Tuesday, March 11, 2008

It's about judgment, dangit

That's Obama's response to the 3AM phone call ad--"trust me--I've got better judgment than she does". He repeated it recently when pushing back hard on Hillary's notion he should be her VP.

Presumably he bases that solely on his decision to oppose the Iraq war in 2002 when he was a state senator. What else? Surely it can't be his admission in 2004 that leaving Iraq too soon would be a national security nightmare?

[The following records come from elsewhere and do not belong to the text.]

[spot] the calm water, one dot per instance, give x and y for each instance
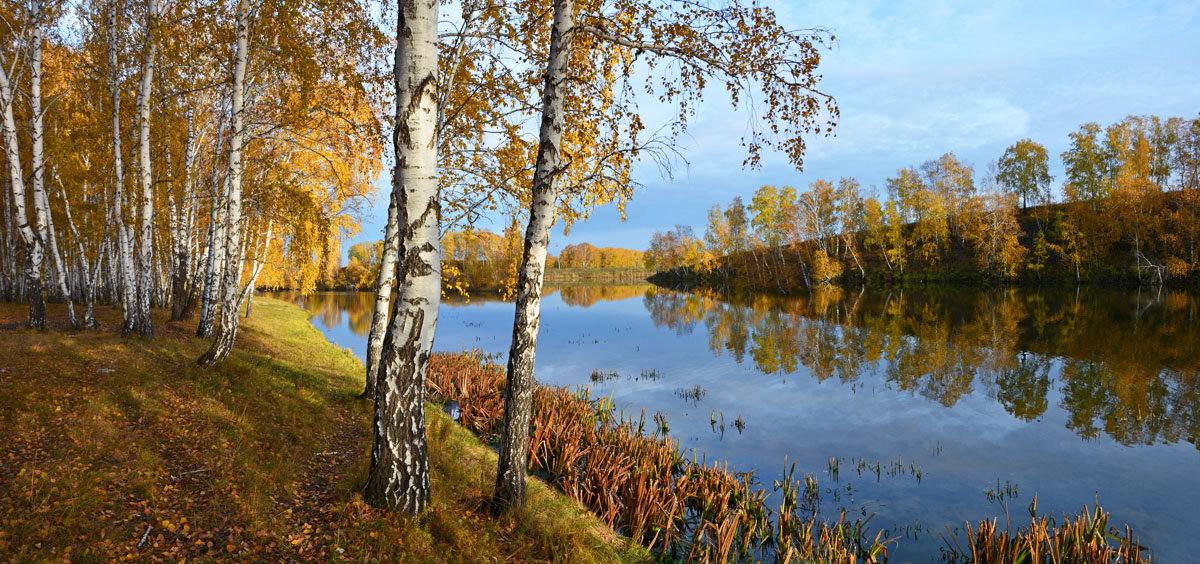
(964, 401)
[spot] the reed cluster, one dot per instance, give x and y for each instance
(1085, 538)
(641, 484)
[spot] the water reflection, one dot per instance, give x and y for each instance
(1128, 370)
(1073, 396)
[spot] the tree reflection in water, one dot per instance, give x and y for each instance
(1126, 364)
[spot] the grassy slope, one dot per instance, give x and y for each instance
(105, 437)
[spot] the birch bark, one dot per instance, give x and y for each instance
(89, 288)
(510, 473)
(29, 237)
(127, 282)
(183, 259)
(37, 154)
(227, 330)
(383, 298)
(142, 322)
(400, 477)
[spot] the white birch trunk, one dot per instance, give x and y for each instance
(227, 329)
(142, 322)
(29, 237)
(89, 289)
(383, 298)
(400, 468)
(510, 473)
(183, 214)
(214, 259)
(127, 281)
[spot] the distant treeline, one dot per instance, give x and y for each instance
(1129, 213)
(475, 259)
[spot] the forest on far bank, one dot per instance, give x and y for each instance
(1128, 213)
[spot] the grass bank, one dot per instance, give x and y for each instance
(124, 449)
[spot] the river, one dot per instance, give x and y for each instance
(924, 408)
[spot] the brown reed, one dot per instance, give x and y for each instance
(642, 485)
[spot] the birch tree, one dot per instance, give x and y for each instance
(31, 237)
(142, 322)
(399, 475)
(227, 328)
(593, 52)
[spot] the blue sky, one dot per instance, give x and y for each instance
(918, 79)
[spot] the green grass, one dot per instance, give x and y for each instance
(259, 460)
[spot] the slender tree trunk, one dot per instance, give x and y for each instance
(37, 155)
(383, 298)
(9, 262)
(142, 321)
(400, 467)
(510, 473)
(124, 234)
(227, 330)
(29, 237)
(89, 291)
(183, 247)
(215, 259)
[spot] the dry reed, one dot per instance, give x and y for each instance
(642, 485)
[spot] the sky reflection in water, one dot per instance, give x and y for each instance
(1069, 395)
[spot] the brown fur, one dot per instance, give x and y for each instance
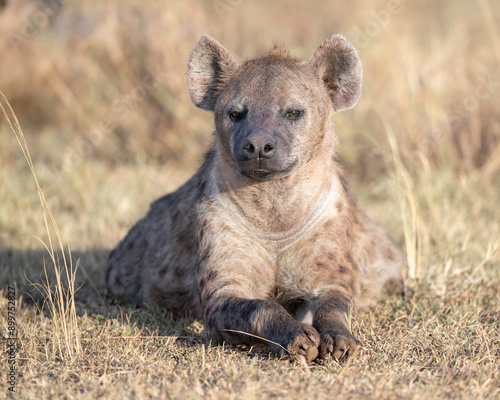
(274, 246)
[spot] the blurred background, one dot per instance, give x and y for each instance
(100, 91)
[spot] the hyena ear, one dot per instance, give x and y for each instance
(337, 63)
(209, 68)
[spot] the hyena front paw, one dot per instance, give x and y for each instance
(302, 342)
(338, 345)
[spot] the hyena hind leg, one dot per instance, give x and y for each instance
(123, 277)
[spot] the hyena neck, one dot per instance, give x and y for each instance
(281, 207)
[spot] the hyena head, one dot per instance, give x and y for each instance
(271, 113)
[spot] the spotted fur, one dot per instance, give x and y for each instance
(273, 247)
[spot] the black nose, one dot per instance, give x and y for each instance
(259, 145)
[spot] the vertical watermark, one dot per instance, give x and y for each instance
(11, 340)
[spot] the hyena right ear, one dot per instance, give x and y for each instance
(337, 64)
(209, 67)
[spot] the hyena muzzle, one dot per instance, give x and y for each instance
(265, 240)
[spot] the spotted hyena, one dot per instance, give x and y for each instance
(266, 238)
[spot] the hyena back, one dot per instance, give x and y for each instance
(265, 238)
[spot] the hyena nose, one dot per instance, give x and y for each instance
(259, 145)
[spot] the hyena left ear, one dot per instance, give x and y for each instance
(209, 68)
(337, 63)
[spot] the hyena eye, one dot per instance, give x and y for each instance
(293, 114)
(235, 115)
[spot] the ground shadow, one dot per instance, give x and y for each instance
(24, 269)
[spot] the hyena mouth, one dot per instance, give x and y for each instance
(265, 174)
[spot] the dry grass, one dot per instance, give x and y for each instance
(101, 95)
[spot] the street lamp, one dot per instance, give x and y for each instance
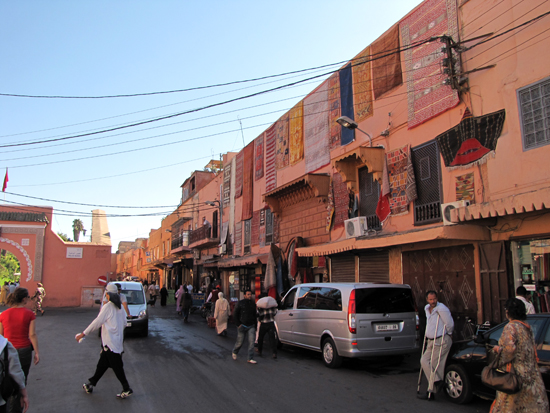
(213, 203)
(351, 124)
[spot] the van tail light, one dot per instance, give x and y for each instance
(351, 313)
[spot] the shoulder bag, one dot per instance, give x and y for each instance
(503, 381)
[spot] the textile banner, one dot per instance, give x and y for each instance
(248, 181)
(427, 96)
(341, 200)
(346, 103)
(281, 142)
(362, 86)
(386, 63)
(397, 161)
(238, 238)
(226, 185)
(239, 174)
(259, 157)
(270, 172)
(296, 133)
(472, 139)
(334, 102)
(316, 129)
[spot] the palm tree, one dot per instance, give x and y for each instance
(78, 227)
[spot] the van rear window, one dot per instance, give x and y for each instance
(383, 300)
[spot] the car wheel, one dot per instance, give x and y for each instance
(457, 384)
(330, 354)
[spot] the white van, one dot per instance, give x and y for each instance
(349, 320)
(138, 321)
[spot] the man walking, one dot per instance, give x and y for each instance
(245, 318)
(112, 320)
(439, 330)
(266, 317)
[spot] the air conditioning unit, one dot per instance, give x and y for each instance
(355, 227)
(448, 207)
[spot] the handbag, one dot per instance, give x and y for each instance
(506, 382)
(8, 386)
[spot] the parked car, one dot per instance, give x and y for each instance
(138, 321)
(349, 320)
(467, 359)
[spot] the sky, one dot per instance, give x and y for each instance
(79, 148)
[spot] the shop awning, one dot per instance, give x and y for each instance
(347, 164)
(306, 187)
(242, 261)
(447, 232)
(514, 204)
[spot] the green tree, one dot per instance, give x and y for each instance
(78, 227)
(9, 266)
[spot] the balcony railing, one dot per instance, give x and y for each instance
(180, 239)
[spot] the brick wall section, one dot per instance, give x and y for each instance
(306, 219)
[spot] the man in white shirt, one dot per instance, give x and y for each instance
(439, 330)
(112, 321)
(522, 294)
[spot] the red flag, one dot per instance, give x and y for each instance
(6, 179)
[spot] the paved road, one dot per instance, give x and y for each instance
(186, 367)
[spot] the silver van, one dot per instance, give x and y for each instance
(349, 320)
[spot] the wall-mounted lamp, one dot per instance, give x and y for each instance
(350, 124)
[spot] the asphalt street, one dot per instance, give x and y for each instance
(187, 367)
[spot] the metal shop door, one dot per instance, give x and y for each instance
(449, 271)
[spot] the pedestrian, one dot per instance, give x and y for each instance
(267, 308)
(221, 314)
(517, 347)
(16, 373)
(522, 295)
(163, 296)
(439, 330)
(179, 298)
(187, 303)
(17, 325)
(112, 321)
(245, 318)
(4, 293)
(39, 297)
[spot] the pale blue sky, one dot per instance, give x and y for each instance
(95, 48)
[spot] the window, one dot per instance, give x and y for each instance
(427, 207)
(268, 226)
(369, 192)
(383, 300)
(288, 303)
(318, 298)
(534, 112)
(247, 235)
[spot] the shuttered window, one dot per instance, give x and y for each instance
(342, 268)
(374, 266)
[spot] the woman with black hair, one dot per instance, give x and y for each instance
(112, 320)
(517, 347)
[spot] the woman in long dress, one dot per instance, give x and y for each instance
(517, 346)
(221, 314)
(179, 297)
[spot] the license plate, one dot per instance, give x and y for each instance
(386, 327)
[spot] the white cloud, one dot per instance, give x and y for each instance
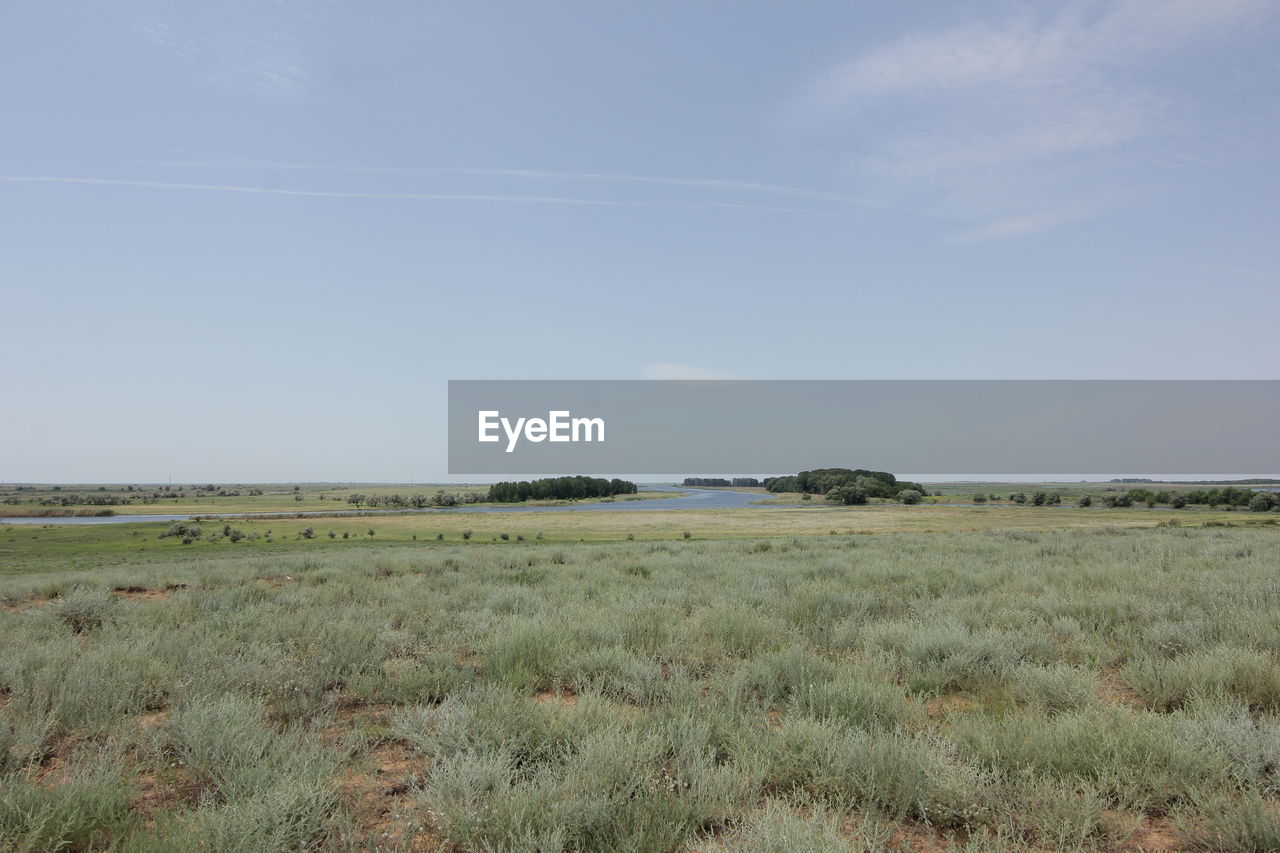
(673, 370)
(986, 121)
(251, 48)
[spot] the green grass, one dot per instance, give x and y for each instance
(992, 689)
(274, 498)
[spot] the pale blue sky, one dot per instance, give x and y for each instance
(251, 241)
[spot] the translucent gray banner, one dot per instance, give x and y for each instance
(945, 427)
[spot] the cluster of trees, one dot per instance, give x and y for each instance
(416, 501)
(1229, 496)
(848, 486)
(558, 488)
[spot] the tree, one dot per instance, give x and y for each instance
(848, 495)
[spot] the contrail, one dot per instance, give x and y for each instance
(402, 196)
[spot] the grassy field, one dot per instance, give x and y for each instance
(202, 500)
(1018, 679)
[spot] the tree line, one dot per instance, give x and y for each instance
(558, 488)
(848, 486)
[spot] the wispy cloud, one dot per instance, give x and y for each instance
(673, 370)
(403, 196)
(252, 46)
(991, 118)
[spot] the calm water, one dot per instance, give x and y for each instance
(689, 500)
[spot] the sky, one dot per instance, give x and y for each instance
(252, 241)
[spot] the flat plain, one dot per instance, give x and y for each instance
(878, 678)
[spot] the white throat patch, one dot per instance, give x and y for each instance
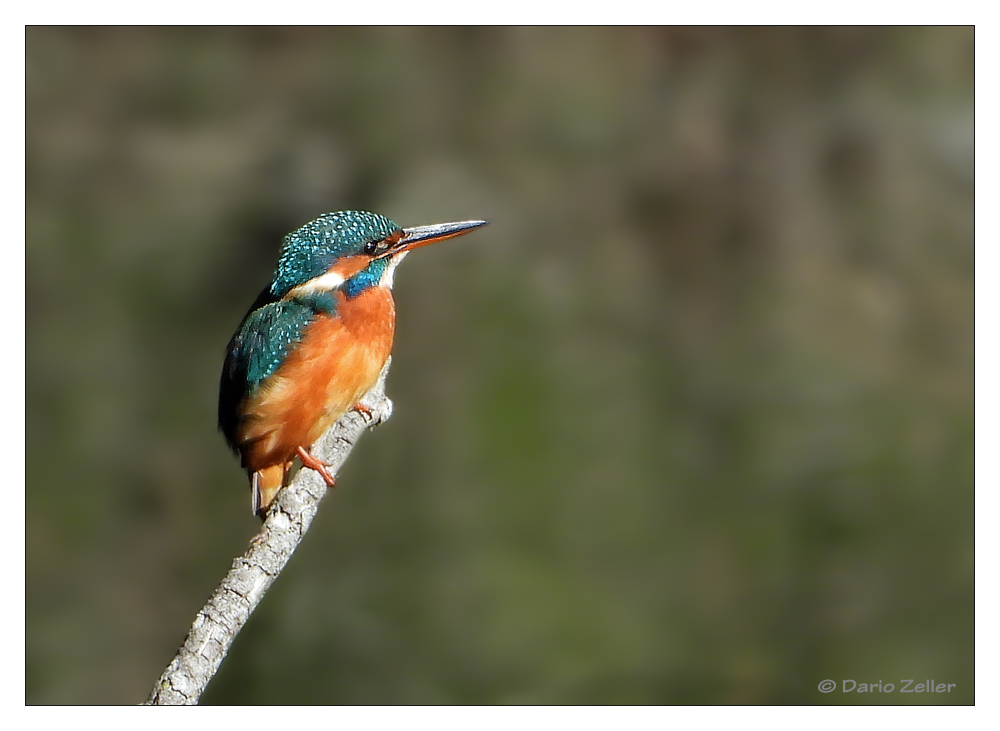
(390, 270)
(322, 283)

Or that chasing a few al Qaeda members into the hills of Pakistan, if we got intel on their whereabouts, would be permissible in his administration with or without Paki permission, setting precedent for unilateral attacks across the world wherever AQ are located (that's change?). Or his self-proclaimed restriction on building national defense while waving goodbye to AQ terrorists already on the ground in Iraq.

Judgment is not confined to one event, certainly not one that might still turn out to be positive for America and the entire Middle East if things are allowed to play out right or vastly negative if we make the wrong move. Hillary has little to show for it either, but Obama's dependence on that one issue to make his case, and the press's willingness to let him do it, are farcical.

MORE 3/11/08

Does Geraldine Ferraro only get away with her comments because she's a woman, even though white? And can she please explain Ralph Nader's excuse?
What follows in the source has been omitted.